Attenzione dunque ad analizzare la politica estera omanita con lenti occidentali; i tradizionali rapporti con gli USA non impediscono al Sultano di intrattenere relazioni bilaterali con Cina, Russia e Iran, un ensemble di incroci che portano a ritenere come ancora valida la direttrice politica improntata a neutralità e mediazione, fondamentale per consentire il rientro nella Lega Araba della Siria e nella ripresa dei rapporti tra Iran ed Egitto. Mentre rimangono tesi i rapporti con Israele, vincolati alla querelle palestinese, da sottolineare le poco spirituali liaison con il Vaticano. Da questo punto di vista, il non allineamento diviene ardito equilibrismo che deve tuttavia considerare il fluire sotterraneo di nuovi possibili disagi sociali che il Sultano non può non percepire. Assume dunque particolare valenza aver sostenuto da un lato l’indispensabilità di uno Stato palestinese, rimanendo, dall’altro, in un contesto che comunque prevede una soluzione a due soggetti politici e con il riconoscimento regionale di Israele; in fondo nulla di inedito per la politica estera di Muscat, incentrata sulla de-escalation. Stretto tra sunniti e sciiti, Qaboos è riuscito a consolidare l’immagine di un Paese affidabile attraverso un menage alternativo che ha trasformato le insidie in occasioni di elevazione politica multipolare; l’attività pro JCPOA, pro Yemen e nei colloqui tra Arabia Saudita e Iran, fa risaltare il ruolo intermediatorio di Muscat che ha cominciato ad assumere toni meno silenti e più assertivi anche nelle vicende Houthi nel mar Rosso, cosa che sta lentamente traghettando l’Oman verso un ruolo più pragmatico e interlocutorio.

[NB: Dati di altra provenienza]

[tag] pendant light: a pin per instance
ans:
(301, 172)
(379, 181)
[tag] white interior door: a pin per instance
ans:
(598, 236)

Mediare sapendosi porre con equilibrio è un’abilità rara; si tratta di un’arte che si bilancia con il conflitto in cui ora Haitham deve sapersi proporre come political broker detentore di uno status che, basato su autorevolezza, credibilità e neutralità, porti a godere della fiducia delle parti. Negoziare non è cedere al rinunciatario compromesso, ma è una scienza non alla portata di chiunque; il fato dell’Oman, una sorta di Svizzera arabica, è molto più rilevante di quanto si possa immaginare, e richiede l’ascendente di un Sultano che compendi il realismo kissingeriano con la politica di un rinnovato Talleyrand, camaleontico, mentalmente aperto, capace di trasformare non allineamenti in plasmabili polarizzazioni puntate alla stabilità.